Band boykottiert Club

Allen Experten-Aussagen zum Trotz führt Anwalt Alexander Christ aus: FFP2-Masken seien wirkungslos und der Alarmismus in Bezug auf knapper werdende Intensivbetten nur durch bewusste Manipulationen erklärbar. Im Übrigen vermelde auch das Robert-Koch-Institut falsche Zahlen.

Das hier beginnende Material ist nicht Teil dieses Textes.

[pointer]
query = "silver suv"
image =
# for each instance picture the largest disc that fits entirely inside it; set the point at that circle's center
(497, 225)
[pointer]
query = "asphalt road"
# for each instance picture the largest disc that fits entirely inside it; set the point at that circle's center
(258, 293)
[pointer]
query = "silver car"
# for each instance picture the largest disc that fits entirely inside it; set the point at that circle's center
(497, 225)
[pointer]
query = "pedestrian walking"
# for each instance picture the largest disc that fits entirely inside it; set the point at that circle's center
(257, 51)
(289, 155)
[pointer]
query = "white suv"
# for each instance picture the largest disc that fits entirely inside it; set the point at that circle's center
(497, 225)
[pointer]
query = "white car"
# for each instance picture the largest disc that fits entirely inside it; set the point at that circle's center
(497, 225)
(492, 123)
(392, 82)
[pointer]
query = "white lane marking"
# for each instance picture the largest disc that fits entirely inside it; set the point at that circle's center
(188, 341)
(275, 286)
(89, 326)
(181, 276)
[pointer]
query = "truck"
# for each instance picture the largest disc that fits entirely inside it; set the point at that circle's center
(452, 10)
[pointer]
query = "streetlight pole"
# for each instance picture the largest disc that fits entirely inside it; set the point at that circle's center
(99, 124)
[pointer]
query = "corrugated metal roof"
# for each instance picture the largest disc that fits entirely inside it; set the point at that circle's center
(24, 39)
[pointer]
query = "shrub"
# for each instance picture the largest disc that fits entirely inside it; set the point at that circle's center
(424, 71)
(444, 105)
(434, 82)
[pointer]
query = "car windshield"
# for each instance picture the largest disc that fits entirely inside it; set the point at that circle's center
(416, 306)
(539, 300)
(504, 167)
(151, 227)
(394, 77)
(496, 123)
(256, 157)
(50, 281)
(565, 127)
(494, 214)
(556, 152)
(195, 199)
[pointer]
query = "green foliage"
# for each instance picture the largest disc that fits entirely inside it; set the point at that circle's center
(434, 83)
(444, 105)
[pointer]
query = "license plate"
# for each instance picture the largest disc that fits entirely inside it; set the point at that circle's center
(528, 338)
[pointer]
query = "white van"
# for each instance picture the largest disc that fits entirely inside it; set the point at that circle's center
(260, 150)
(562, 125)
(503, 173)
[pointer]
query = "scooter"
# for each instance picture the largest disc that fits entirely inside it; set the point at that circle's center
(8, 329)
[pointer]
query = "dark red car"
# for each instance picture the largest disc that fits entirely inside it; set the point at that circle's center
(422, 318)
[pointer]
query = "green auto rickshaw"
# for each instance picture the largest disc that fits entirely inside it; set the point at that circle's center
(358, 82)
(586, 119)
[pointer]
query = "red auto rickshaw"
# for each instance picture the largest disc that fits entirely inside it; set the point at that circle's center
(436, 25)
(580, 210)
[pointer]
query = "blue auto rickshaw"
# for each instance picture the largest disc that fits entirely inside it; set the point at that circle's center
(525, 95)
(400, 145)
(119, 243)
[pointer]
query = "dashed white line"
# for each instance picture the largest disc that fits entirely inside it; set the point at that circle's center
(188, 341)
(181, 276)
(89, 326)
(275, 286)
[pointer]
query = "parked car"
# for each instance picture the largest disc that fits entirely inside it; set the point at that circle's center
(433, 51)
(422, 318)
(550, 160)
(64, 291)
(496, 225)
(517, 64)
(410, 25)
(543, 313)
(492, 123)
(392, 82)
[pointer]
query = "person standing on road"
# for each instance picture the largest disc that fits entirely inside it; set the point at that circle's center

Schlimm sei, dass dies nicht öffentlich diskutiert werden dürfe.
"Wir stellen nur fest: Wir sind in einer Meinungsdiktatur gelandet, wo es schwierig ist, eine andere, abweichende Meinung zu vertreten als die, die die Regierung gerade offiziell verlautbart."

Freie Meinungsäußerung

Einer derjenigen, die mit ihren Bands nicht mehr in den beiden Clubs von Karl-Hermann Günther auftreten will, ist der Sänger von "ZSK", Joshi:
"Ich werde ihm nicht verbieten, diese Sachen da an die Wand zu hängen. Aber ich möchte dann auch nicht Teil davon sein. Das ist ja schon noch ein Unterschied. Ich will das nicht verbieten, aber das kriegt dann nicht meine Unterstützung, indem wir dann hinter diesen Türen genau spielen, wo draußen diese Scheiße dranhängt."
Das Recht auf freie Meinungsäußerung sieht Hamburgs Kultursenator Carsten Brosda im Streit um das "Docks" und die "Große Freiheit 36" nicht gefährdet. Er halte es, schreibt Brosda, mit dem Songschreiber und Musiker Danny Dziuk und dessen Ausspruch: "Man darf in diesem Land beinah alles sagen. Nur muss man aber dann auch das Echo ertragen."

*) Wir haben an dieser Stelle und im Audio die Quelle präzisiert.